LOCALISATION OF ACCUMULATED CHLOROPHYLL
CATION IN REACTION CENTRE OF PHOTOSYSTEM II
F. Vácha1,2, M. Kutý1,
M. Durchan1,2, P. Šiffel1,2 and J. Pšenčík1,3
1Institute of Physical Biology, University of
south Bohemia, Zámek 136, 373 33 Nové Hrady, Czech Republic
2Institute of Plant Molecular Biology, AS CR,
Branišovská 31, 370 05 České Budějovice, Czech Republic
3Faculty of Mathematics and Physics, Charles
University, Ke Karlovu 3, 120 00 Prague, Czech Republic
Introduction
Photosystem
II is a pigment-protein complex of thylakoid membrane of cyanobacteria, algae
and higher plants. It performs series of light driven reactions, which result
in a separation of charge and subsequently in a reduction of an
electron-transport chain and water oxidation. Primary site of the energy
conversion is located in a so-called reaction centre. In its simplest form the
reaction centre consists of a heterodimer of D1 and D2 proteins with two
subunits of cytochrome b559 α and β [1, 2]. Isolated RC binds 6
molecules of chlorophyll, 2 pheophytins, 1 or 2 molecules of β-carotene
and an atom of non-heme iron [3, 4]. In spite of a great effort there have been
little success resolving the atomic structure of PSII RC. Therefore, many of
the structural and functional data have been obtained by comparing the PSII RC
with very similar reaction centres of purple bacteria. It led to several
structural models, which are based on a homology between purple bacteria and
PSII RC [5, 6]. Recently, structure of the PSII complex isolated from
cyanobacteria Synechococcus elongatus has been presented at the
resolution of 3.8 Å [7]. Such resolution gives the idea of orientation of
proteins, position of most of the pigments and other cofactors and overall
shape of the system. However, the orientation of pigment dipoles is still
unknown.
In this report we have combined the structural model proposed by Svensson et al. [5] and the structure presented by Zouni et al. [7]. Using this model we have calculated the absorbance and circular dichroism spectra and compared them with the experimental results.
Materials and Methods
All
PSII RC were isolated from 14 days old pea plants (Pisum sativum). PSII
RCs containing 5 chlorophyll molecules per two pheophytins were isolated
according to Vacha et al. [8]. PSII RCs containing 6 molecules of chlorophyll
per two pheophytins were isolated from PSII core particles by short Triton
X-100 treatment [9] with slight modification. As a starting material we have
used PSII core particles isolated according to Ghanotakis et al. [10]. PSII
core particles were incubated with 1% Triton X-100 for 20 minutes in dark at 4 oC
and than separated on a Q Sepharose column. After washing the unbound material
from column with a washing buffer 50 mM MES, 0.02% DM, pH 6.5 the PSII RC were
eluted with a gradient of 0 - 200 mM MgSO4 in the washing buffer.
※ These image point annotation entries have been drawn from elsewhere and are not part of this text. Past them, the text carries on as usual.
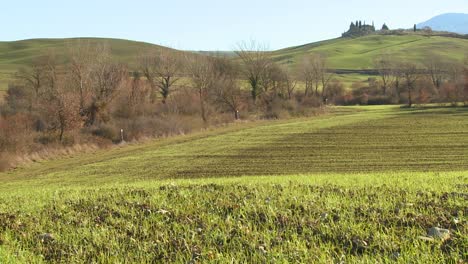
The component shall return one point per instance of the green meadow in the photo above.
(360, 53)
(343, 53)
(354, 185)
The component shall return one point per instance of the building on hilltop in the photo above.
(359, 29)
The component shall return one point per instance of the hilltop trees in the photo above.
(162, 70)
(256, 61)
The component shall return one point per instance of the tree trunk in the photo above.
(410, 102)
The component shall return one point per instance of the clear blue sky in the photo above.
(210, 24)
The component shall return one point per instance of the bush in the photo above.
(106, 131)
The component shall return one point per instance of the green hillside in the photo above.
(359, 53)
(343, 53)
(358, 185)
(16, 54)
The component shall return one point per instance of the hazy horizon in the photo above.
(210, 25)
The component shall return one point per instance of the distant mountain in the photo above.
(452, 22)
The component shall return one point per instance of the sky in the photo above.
(210, 24)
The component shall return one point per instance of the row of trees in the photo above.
(444, 80)
(172, 92)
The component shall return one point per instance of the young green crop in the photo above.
(360, 184)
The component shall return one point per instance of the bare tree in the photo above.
(437, 69)
(201, 72)
(384, 66)
(256, 63)
(308, 75)
(410, 74)
(106, 79)
(82, 56)
(60, 109)
(226, 89)
(290, 83)
(33, 79)
(315, 73)
(162, 70)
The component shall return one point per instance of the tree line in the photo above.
(92, 98)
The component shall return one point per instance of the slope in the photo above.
(359, 53)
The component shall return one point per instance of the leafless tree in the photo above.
(308, 75)
(162, 70)
(290, 83)
(256, 62)
(201, 72)
(33, 79)
(316, 74)
(384, 66)
(226, 89)
(106, 79)
(60, 109)
(437, 70)
(82, 56)
(410, 74)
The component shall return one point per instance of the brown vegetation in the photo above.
(93, 101)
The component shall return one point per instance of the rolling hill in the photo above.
(451, 22)
(359, 53)
(343, 53)
(16, 54)
(360, 185)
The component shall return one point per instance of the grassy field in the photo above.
(16, 54)
(343, 53)
(359, 53)
(360, 184)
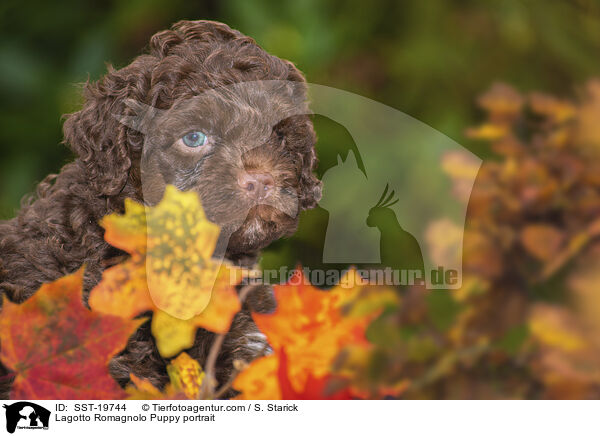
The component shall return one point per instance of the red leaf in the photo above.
(58, 348)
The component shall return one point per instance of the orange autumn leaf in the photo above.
(58, 348)
(259, 380)
(142, 389)
(314, 388)
(313, 326)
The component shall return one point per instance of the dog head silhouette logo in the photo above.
(24, 414)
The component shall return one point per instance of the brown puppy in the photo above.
(206, 110)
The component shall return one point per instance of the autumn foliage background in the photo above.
(512, 81)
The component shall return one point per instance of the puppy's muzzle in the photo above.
(257, 186)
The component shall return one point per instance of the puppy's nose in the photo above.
(257, 185)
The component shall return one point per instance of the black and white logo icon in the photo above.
(26, 415)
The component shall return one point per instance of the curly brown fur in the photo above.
(57, 230)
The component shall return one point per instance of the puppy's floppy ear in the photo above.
(141, 118)
(102, 143)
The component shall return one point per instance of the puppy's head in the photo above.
(211, 112)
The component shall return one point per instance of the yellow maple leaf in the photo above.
(170, 271)
(186, 375)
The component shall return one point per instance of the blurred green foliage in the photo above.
(427, 59)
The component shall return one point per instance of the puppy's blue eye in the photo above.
(194, 139)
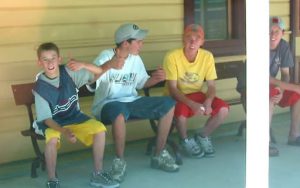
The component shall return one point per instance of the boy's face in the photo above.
(135, 46)
(49, 60)
(276, 34)
(192, 42)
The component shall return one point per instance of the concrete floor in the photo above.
(225, 170)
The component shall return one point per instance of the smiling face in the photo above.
(276, 34)
(49, 60)
(135, 46)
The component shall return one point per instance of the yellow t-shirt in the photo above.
(189, 75)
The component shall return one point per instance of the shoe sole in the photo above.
(155, 165)
(93, 184)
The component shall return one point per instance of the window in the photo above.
(223, 22)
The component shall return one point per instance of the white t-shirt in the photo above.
(118, 85)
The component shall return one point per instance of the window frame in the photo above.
(235, 46)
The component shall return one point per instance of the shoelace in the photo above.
(207, 143)
(106, 176)
(166, 157)
(192, 145)
(51, 182)
(119, 165)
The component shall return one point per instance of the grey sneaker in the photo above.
(205, 143)
(103, 179)
(118, 169)
(273, 151)
(164, 161)
(191, 148)
(53, 183)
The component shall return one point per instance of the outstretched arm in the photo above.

PSII RC was detected according to their characteristic absorbance spectra.
For all spectroscopic measurements samples were
diluted to the final concentration of ~ 10 mg Chl . ml-1 in a buffer containing
50 mM MES, 0.02% DM at pH 6.5. For low temperature spectra glycerol was added
to the sample to a final concentration of 65 % (v/v).
Absorbance spectra were measured on Unicam 500
spectrophotometer (Spectronic Unicam, Cambridge, UK), spectra of circular
dichroism were recorded using JASCO J-715 spectropolarimeter (JASCO
Corporation, Tokyo, Japan).
The light-induced oxidation of chlorophyll of
the RC primary donor was measured in the presence of silicomolybdate (SiMo) at a
concentration of 200 mM. The spectra of light-induced absorbance and circular dichroism
changes were recorded accordind to Vacha et al. [11].
Low temperature spectra were measured in an Oxford Optistat Bath cryostat (Oxford Instruments, Oxon, England), temperature in the cryostat was controlled by an Oxford Temperature Controller ITC 503 (Oxford Instruments, Oxon, England).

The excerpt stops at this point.